Posted: Sep 04, 2017 5:36 PM CUT Updated: Sep 04, 2017 9:16 PM CUT

Now members say the time has arrived to bring it back to its former luster.

“So, we were this theatre group looking for a home,” said Tammy Pierchoski, unlocking an old wooden door while thinking back to a day 10 years ago. “My friend says, ‘We’ve got this old building we bought in foreclosure. Maybe you’d be interested.'”

When so much of downtown Pulaski gives that feel of the 1950s, Pierchoski has something a whole lot older.

“We opened these doors, and we had a flashlight,” she said, walking into a huge performance hall. “This is what we stepped into. I sat down on the floor and immediately started crying.”

SLIDESHOW: Antoinette Hall

For the 10 years since Pierchoski’s run the STAAR Theatre and Center for the Arts in a space on the first floor. The second floor is home to the former Antoinette Hall.

Pierchoski said it was an opera house opened in 1868 to lift the spirits of people following the Civil War and a fire that devastated downtown Pulaski.

“This was horse and buggy days,” she said. “This is when it was dirt streets. When you walk into a piece of history like this, it’s like you can feel the energy from that time.
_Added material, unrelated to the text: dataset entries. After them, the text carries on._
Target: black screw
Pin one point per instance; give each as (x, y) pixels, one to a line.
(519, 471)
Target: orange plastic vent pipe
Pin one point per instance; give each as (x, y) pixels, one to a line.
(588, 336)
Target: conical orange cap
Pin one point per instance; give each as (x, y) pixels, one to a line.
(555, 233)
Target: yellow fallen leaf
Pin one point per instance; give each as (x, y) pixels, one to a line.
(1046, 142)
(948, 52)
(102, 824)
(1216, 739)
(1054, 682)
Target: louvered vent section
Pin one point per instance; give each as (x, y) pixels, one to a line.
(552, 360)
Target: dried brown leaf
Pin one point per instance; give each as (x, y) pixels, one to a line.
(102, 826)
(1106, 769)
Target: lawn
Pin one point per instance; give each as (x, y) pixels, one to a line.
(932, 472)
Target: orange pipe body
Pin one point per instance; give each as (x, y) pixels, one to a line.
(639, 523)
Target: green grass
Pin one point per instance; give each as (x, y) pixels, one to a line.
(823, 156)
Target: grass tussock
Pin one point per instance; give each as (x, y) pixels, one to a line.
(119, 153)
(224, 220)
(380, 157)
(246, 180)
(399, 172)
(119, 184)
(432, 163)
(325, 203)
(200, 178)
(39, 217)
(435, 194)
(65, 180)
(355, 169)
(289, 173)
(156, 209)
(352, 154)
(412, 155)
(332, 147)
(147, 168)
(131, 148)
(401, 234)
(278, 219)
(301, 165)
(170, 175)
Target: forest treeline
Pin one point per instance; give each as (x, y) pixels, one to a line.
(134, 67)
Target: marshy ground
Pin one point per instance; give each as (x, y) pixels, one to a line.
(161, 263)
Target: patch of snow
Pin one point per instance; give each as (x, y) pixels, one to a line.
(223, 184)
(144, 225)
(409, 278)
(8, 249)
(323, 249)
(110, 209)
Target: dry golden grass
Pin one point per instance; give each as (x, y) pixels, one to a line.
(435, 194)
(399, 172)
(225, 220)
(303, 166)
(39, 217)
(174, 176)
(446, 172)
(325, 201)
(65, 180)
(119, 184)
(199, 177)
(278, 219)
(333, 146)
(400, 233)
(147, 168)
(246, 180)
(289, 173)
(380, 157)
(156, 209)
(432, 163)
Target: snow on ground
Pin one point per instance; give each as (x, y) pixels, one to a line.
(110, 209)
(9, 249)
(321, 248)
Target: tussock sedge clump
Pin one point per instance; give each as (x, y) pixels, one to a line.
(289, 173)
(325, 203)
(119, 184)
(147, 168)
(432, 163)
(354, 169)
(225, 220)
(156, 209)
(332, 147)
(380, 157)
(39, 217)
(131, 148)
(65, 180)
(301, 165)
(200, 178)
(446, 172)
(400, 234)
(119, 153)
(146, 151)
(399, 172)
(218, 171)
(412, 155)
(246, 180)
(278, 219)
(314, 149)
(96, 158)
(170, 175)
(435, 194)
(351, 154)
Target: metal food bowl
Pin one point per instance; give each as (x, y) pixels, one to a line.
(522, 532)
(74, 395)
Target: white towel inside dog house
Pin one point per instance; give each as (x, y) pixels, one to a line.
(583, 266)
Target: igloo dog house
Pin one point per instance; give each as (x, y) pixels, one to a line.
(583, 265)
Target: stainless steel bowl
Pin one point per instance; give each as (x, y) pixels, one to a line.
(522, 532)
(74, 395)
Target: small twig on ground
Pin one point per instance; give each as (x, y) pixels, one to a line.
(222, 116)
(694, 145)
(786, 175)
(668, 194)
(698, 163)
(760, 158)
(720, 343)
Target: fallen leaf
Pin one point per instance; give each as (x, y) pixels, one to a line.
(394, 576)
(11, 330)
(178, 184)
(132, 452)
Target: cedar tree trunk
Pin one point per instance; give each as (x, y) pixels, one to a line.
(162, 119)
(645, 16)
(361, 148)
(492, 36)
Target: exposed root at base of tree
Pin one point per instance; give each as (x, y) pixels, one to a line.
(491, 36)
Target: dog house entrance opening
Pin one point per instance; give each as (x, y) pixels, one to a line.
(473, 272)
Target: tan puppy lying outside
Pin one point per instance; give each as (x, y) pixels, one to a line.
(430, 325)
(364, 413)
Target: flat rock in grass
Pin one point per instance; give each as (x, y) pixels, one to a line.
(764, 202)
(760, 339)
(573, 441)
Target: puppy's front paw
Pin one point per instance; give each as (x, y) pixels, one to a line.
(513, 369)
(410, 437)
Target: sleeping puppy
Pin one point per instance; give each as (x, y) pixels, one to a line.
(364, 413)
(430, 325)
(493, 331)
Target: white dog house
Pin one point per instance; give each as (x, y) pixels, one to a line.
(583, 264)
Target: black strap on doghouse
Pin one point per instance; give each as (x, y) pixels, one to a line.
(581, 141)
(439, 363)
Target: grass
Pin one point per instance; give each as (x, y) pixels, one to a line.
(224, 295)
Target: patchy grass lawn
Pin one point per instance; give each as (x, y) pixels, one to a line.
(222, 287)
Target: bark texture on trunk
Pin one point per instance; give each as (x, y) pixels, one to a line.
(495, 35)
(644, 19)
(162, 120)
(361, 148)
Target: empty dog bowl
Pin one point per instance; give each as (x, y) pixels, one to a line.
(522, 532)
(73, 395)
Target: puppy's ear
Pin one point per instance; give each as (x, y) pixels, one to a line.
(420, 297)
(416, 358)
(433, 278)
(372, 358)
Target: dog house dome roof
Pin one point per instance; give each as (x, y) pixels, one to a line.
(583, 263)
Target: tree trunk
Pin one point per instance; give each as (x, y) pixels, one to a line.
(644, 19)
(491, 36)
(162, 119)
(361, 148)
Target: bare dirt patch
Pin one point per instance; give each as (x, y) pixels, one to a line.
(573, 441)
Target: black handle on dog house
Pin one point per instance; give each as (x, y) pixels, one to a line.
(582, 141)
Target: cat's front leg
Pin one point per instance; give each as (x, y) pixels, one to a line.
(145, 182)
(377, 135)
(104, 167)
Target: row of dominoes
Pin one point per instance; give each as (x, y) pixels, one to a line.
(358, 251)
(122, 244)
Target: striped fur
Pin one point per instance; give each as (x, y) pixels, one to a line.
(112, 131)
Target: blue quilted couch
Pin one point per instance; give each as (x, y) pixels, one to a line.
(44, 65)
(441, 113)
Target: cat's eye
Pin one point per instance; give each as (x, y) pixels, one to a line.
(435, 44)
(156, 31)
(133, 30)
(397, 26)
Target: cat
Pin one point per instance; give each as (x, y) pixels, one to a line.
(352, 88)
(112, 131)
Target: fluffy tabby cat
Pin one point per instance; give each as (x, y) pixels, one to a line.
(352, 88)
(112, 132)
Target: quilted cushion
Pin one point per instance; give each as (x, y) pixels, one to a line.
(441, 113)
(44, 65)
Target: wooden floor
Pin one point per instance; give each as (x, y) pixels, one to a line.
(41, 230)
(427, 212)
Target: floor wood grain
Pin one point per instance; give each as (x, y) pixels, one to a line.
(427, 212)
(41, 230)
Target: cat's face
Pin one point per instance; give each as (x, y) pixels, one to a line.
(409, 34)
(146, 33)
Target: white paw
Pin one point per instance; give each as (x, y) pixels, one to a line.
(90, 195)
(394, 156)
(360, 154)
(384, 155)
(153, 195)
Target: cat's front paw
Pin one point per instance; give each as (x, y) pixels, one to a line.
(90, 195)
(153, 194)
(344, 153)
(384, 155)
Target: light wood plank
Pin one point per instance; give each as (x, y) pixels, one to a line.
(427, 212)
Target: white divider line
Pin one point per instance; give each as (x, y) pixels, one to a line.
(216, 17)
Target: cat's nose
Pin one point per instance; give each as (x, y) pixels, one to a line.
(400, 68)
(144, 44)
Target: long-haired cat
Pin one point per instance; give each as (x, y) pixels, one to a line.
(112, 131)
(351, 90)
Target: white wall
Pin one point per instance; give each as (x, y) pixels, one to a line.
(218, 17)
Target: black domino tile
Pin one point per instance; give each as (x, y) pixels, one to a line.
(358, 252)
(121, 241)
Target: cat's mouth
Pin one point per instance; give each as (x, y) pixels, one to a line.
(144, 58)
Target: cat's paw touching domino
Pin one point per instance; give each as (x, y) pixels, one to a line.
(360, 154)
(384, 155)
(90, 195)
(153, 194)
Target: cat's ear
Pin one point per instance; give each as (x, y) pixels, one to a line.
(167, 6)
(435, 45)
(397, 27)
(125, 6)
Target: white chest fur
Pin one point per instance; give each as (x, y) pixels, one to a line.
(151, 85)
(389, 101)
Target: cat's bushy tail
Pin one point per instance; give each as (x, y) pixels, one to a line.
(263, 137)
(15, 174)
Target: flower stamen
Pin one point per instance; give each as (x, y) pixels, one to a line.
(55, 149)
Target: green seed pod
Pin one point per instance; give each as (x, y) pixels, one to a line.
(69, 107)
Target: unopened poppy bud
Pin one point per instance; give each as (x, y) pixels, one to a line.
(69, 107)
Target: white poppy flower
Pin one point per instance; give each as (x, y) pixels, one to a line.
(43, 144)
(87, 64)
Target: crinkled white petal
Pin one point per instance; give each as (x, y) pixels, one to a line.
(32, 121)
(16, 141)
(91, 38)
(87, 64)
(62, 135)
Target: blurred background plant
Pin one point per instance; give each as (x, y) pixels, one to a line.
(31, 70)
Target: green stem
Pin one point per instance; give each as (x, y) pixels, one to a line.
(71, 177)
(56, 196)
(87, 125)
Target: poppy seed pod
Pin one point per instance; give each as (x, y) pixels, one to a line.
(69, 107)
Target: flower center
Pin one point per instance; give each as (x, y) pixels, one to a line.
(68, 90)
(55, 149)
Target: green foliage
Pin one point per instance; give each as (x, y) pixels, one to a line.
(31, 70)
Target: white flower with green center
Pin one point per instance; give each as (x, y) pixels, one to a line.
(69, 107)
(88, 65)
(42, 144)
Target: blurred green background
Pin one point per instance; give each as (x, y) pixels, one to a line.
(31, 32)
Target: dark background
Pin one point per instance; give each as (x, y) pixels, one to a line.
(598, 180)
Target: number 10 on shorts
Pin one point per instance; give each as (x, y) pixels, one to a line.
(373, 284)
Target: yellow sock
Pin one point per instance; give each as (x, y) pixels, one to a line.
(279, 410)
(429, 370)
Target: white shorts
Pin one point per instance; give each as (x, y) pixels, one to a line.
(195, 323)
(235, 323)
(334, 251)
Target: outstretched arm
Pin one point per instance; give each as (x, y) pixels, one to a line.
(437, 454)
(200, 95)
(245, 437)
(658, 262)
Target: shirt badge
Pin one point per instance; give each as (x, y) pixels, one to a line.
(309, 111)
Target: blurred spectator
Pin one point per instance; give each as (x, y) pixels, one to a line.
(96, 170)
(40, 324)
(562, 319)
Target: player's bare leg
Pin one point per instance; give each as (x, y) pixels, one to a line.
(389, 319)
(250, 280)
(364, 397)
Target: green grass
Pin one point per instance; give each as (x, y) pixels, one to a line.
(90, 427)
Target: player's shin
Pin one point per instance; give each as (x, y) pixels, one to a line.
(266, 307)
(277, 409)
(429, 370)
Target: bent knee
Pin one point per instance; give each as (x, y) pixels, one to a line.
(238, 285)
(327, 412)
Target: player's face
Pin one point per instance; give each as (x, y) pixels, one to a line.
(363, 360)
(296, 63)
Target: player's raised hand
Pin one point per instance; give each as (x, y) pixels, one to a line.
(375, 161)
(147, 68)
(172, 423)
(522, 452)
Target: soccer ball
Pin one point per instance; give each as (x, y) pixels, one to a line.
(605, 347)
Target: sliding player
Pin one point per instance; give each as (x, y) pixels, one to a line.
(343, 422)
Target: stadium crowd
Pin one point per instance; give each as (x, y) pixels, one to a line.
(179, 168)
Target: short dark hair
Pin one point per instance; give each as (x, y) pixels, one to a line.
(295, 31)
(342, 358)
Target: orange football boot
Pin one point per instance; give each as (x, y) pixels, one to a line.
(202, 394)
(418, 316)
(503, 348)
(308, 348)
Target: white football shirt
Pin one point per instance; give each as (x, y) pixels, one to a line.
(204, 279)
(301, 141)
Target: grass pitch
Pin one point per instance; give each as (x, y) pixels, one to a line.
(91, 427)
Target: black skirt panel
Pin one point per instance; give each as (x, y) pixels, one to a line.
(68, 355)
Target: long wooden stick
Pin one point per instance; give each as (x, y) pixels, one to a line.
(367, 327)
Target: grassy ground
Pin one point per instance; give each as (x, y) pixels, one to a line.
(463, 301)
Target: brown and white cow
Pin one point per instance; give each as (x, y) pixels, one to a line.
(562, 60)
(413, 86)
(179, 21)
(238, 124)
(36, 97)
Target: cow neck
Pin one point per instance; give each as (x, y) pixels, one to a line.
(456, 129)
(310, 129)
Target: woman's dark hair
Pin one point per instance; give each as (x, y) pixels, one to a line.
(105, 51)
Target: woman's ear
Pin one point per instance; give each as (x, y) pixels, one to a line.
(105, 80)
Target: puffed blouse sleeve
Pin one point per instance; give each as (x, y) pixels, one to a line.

You can imagine the woman in their dresses and men dressed up and coming out for an evening on the town.

“These were the porcelain fixtures that were here, but of course, at one time they were gas globes.”

With the final curtain call in the 1930s, there haven’t been any more shows at Antoinette Hall for nearly 90 years. Pierchoski said it’s time for that to change.

“I brought this Girl Scout troop up and one little girl said, ‘Miss Tammy, it looks like Noah’s Ark upside down,'” she laughed, looking up at the exposed wood in the ceiling.

Despite holes in the roof and damage from leaks, Pierchoski is talking with architects and contractors about stabilizing and restoring Antoinette Hall.

Looking at the names of actors sketched into the wood and peeling wallpaper showing the place’s many eras, Pierchoski said this is her new passion. She wants to take that place that’s overlooked Pulaski so long and put performances back on the stage.

“The sad part is, it’s kinda been a secret,” she said. “People don’t know that it’s here, and that’s the point. Wake folks up and let them know it needs to be saved.”

Pierchoski said they’re waiting on a final study from a feasibility report before they start a funding push.